The algorithm produces a function that establishes a correspondence between the desired inputs and outputs of the system. An example of this type of algorithm is the classification problem, where the learning system tries to label a series of vectors using one of several categories. The knowledge base of the system consists of examples of previous labeling. This type of learning can be very useful in problems of biological research, computational biology and bioinformatics.

Unsupervised learning

The whole modeling process is carried out on a set of examples formed only by inputs to the system. There is no information about the categories of these examples. Therefore, in this case, the system has to be able to recognize patterns in order to label the new entries.

Semisupervised learning

This type of algorithm combines the two previous algorithms to be able to classify adequately. The marked and unmarked data are taken into account.

Learning by reinforcement

The algorithm learns by observing the world around it. Your input information is the feedback or feedback you get from the outside world in response to your actions. Therefore, the system learns based on trial and error.

Learning by reinforcement is the most general among the three categories. Instead of an instructor telling the agent what to do, the intelligent agent must learn how the environment behaves through rewards (reinforcements) or punishments, resulting from success or failure respectively. The main objective is to learn the value function that helps the intelligent agent to maximize the reward signal and thus optimize its policies in order to understand the behavior of the environment and make good decisions for the achievement of its formal objectives.

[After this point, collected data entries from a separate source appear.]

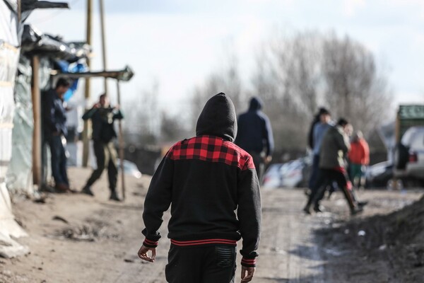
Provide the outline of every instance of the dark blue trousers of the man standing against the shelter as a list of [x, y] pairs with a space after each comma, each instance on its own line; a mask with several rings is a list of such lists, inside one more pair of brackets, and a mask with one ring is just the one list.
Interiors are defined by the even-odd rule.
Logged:
[[61, 135], [49, 137], [49, 146], [52, 153], [52, 175], [54, 183], [69, 186], [68, 174], [66, 173], [66, 153], [61, 142]]

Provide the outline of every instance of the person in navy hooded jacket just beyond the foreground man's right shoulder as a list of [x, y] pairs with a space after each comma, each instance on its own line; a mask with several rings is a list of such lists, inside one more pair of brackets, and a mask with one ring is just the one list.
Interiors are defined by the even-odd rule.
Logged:
[[271, 162], [273, 134], [268, 117], [261, 111], [259, 98], [250, 100], [249, 110], [238, 118], [235, 144], [245, 149], [252, 157], [259, 180], [264, 173], [265, 163]]

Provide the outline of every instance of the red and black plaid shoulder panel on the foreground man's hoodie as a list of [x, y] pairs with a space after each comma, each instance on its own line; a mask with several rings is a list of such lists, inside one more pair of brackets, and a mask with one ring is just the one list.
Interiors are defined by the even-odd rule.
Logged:
[[220, 137], [206, 135], [177, 142], [166, 156], [172, 160], [198, 159], [220, 162], [242, 170], [254, 168], [252, 157], [239, 146]]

The main reinforcement learning algorithms are developed within the Markov finite decision solving methods, which incorporate the Bellman equations and the value functions. The three main methods are: Dynamic Programming, Monte Carlo methods and learning Temporal Differences.


Similar to supervised learning, but does not explicitly construct a function. Try to predict the categories of future examples based on the input examples, their respective categories and new examples to the system.

Multi-task learning

Learning methods that use knowledge previously learned by the system in order to face problems similar to those already seen.

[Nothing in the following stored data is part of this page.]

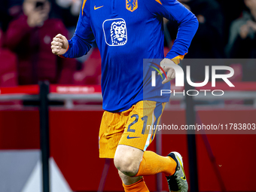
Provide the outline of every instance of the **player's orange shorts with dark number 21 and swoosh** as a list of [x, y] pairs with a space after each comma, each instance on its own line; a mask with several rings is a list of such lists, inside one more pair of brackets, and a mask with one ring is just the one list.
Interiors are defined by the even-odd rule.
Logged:
[[[154, 139], [166, 102], [141, 101], [118, 113], [104, 111], [99, 129], [99, 157], [114, 158], [117, 145], [145, 151]], [[151, 129], [152, 127], [152, 129]]]

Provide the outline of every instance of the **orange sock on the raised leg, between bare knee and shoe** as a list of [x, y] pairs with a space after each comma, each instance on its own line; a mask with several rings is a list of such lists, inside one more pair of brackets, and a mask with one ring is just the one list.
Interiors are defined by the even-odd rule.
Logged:
[[136, 176], [155, 175], [163, 172], [166, 176], [175, 173], [177, 163], [171, 157], [163, 157], [152, 151], [145, 151]]

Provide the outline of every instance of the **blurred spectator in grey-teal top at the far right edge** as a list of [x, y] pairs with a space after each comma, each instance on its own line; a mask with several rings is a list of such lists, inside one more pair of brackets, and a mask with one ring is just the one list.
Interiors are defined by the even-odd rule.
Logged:
[[256, 0], [244, 0], [247, 11], [230, 26], [227, 56], [256, 58]]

Computational and performance analysis of machine learning algorithms is a branch of statistics known as computational theory of learning.

The automatic learning people carry out automatically because it is such a simple process for us that we do not realize how it is done and everything that implies. From birth to death we humans carry out different processes, among them we find the learning process through which we acquire knowledge, develop skills to analyze and evaluate through methods and techniques as well as through our own experience. However, machines must be taught how to learn, because if a machine is not able to develop its skills, the learning process will not be carried out, but will only be a repetitive sequence. We must also bear in mind that having knowledge or doing well the automatic learning process does not imply that you know how to use, you need to know how to apply it in everyday activities, and good learning also means knowing how and when to use our knowledge.

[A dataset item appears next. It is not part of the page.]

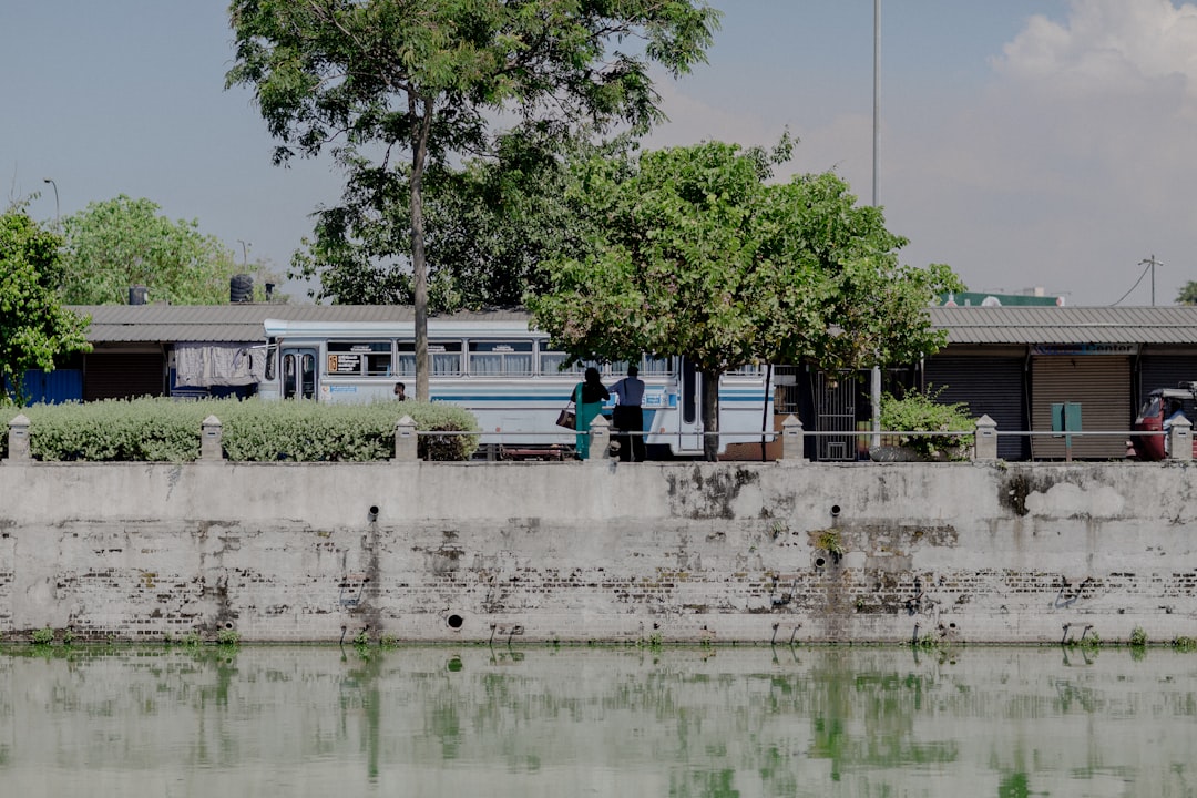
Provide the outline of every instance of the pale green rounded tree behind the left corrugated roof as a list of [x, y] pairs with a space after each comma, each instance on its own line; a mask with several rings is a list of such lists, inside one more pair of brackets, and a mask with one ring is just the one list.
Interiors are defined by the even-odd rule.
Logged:
[[229, 301], [229, 280], [243, 269], [233, 252], [195, 220], [172, 221], [146, 199], [91, 202], [62, 220], [67, 239], [61, 297], [68, 305], [128, 301], [129, 288], [175, 305]]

To carry out a good learning it is necessary to consider all the factors that surround it, such as society, economy, environment, etc. Therefore, it is necessary to start taking various measures to achieve adequate learning, and obtain an adequate automation of learning. Thus, the first thing that must be taken into account is the concept of knowledge, which is the understanding of a certain topic or subject in which you can give your opinion or point of view, as well as answer certain questions that may arise.